Gainsbourg dans un snack-bar se fait verbal. Gainsbourg au hasard et là, le taiseux est pâle. L'amour en soi, comme une mélodie qui résonne. L'amour s'éreinte, que cet air fredonne. Au feu de la passion, aux armes citoyenne. Feu de joie sans compromission, brillantine et kérosène.

Gainsbourg dans le lecteur marque le tempo-compteur de ce beau Phénomène. Jouer aux silences plutôt qu'aux mots, saute-moutons ou chat perché, selon. Le félin caché dans l'escalier, à demi-découvert pour être trouvé, blotti sur le pas de la porte, toutes griffes dehors.
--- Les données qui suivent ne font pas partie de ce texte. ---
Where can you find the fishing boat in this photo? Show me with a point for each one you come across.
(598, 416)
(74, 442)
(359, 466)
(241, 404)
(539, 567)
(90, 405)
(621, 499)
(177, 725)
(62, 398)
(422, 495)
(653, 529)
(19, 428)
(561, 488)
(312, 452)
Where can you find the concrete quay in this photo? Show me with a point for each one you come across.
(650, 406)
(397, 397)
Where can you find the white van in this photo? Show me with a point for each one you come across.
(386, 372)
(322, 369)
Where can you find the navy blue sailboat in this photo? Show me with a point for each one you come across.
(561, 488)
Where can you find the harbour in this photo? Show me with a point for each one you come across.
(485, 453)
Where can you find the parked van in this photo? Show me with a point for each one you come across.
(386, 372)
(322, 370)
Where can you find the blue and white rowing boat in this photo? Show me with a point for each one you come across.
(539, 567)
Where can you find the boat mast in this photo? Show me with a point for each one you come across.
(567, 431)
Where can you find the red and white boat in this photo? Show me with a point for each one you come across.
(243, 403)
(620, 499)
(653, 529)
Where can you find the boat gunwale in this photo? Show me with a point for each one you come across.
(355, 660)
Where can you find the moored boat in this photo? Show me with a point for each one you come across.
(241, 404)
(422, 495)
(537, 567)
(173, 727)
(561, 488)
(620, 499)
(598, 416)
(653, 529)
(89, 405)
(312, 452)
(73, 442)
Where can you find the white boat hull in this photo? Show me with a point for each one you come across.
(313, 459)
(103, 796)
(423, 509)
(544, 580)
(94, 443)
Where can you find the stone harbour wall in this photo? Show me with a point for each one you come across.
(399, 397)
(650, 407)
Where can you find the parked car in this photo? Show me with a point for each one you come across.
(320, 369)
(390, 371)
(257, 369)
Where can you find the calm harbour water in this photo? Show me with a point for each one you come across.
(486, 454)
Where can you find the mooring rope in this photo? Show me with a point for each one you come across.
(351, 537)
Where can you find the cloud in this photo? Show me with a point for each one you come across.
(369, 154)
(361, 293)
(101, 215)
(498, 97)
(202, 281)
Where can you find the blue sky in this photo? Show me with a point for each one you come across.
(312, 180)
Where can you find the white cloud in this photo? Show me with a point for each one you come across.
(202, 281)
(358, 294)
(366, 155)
Gainsbourg dans le lecteur, j'apprend mes gammes de véto sur un radio-émetteur. Signes vitaux normaux, je perçois encore faiblement les battements de son coeur. Hypotermie, le chat a mal, le chat a peur. Il s'enfuit dès qu'on lui sourit.
Un jour j'ai trouvé un chat de gouttière, drôle de phénomène, et j'écoutais Gainsbourg.

Il a aimé, s'endormant ainsi sur les rêves bleus de mon oreiller.